Inhalational Anthrax

Inhalational anthrax is much less frequent and accounts for < 5% of cases; the incubation period is ~ 10 days, but it may be more prolonged in some cases.

Inhalational Anthrax

This form of the disease begins with an upper-respiratory flulike syndrome, and after a few days it takes a fulminant course, manifested by dyspnea, cough and chills, and a high-grade bacteremia. Inhalational anthrax is not a disease of the lung parenchyma, but is rather a hemorrhagic mediastinitis. Nearly all patients with this disease die within several days.

Gastrointestinal Anthrax

Gastrointestinal disease is accompanied by mucosal ulceration, mesenteric adenitis, and ascites; it is reported in Africa and Asia but has not been described in the United States.

Gastrointestinal Anthrax

Diagnosis

An appropriate epidemiologic history involving animal exposure is the cornerstone of the diagnosis of cutaneous anthrax.

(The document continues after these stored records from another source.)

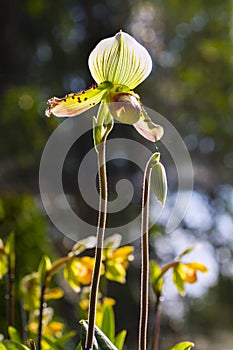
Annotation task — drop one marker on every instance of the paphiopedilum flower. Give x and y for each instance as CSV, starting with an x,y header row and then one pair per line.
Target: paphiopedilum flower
x,y
118,65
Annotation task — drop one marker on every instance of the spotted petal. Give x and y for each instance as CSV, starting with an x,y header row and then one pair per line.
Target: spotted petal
x,y
149,130
120,60
77,103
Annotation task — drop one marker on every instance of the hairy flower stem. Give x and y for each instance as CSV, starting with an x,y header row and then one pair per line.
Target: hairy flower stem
x,y
144,260
42,301
103,198
11,293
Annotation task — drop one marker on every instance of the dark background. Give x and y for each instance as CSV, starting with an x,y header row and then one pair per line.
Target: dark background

Other diagnostic features include edema out of proportion to the size of the skin lesion, the lack of pain during the initial phases of the infection, and the rarity of polymorphonuclear leukocytes on Gram stain. The organism can be readily cultivated and forms nonhemolytic gray-white colonies. A critical diagnostic feature of inhalational anthrax is a widened mediastinum on chest radiography. Patients with this disease usually die before organism growth in blood cultures is detected; however, organisms can sometimes be detected in blood with the Gram stain, owing to the high burden of bacteria in the endovascular compartment.

Treatment

Cutaneous anthrax responds well to penicillin G, which should be continued for 7-10 days. Doxycycline is also effective for cutaneous disease. Other antibiotics, such as ciprofloxacin and chloramphenicol, are alternative drugs for penicillin-allergic patients. The addition of streptomycin to penicillin may offer additional benefit.

Anthrax Treatment

Penicillin resistance has been reported among some naturally occurring isolates; these strains have remained sensitive to ciprofloxacin. Despite the early use of antibiotics, cutaneous lesions continue to progress through the eschar phase. Surgery or excision of lesions is contraindicated. With appropriate antibiotic therapy, fatalities are rare (< 1%).

Despite the use of antibiotics as described above, inhalational anthrax is almost always fatal, once it becomes clinically manifest. If anthrax is suspected, public health authorities should be notified immediately.

Prevention

Doxycycline or ciprofloxacin (Box 6) may prevent development of inhalational disease if given to exposed individuals before onset of disease. Either of these antibiotics should be given for at least 6 weeks before or 2 weeks after the third dose of anthrax vaccine. The currently licensed anthrax vaccine contains protective antigen, and it has been shown to be effective in limited studies against inhalational disease in monkeys and cutaneous disease in humans.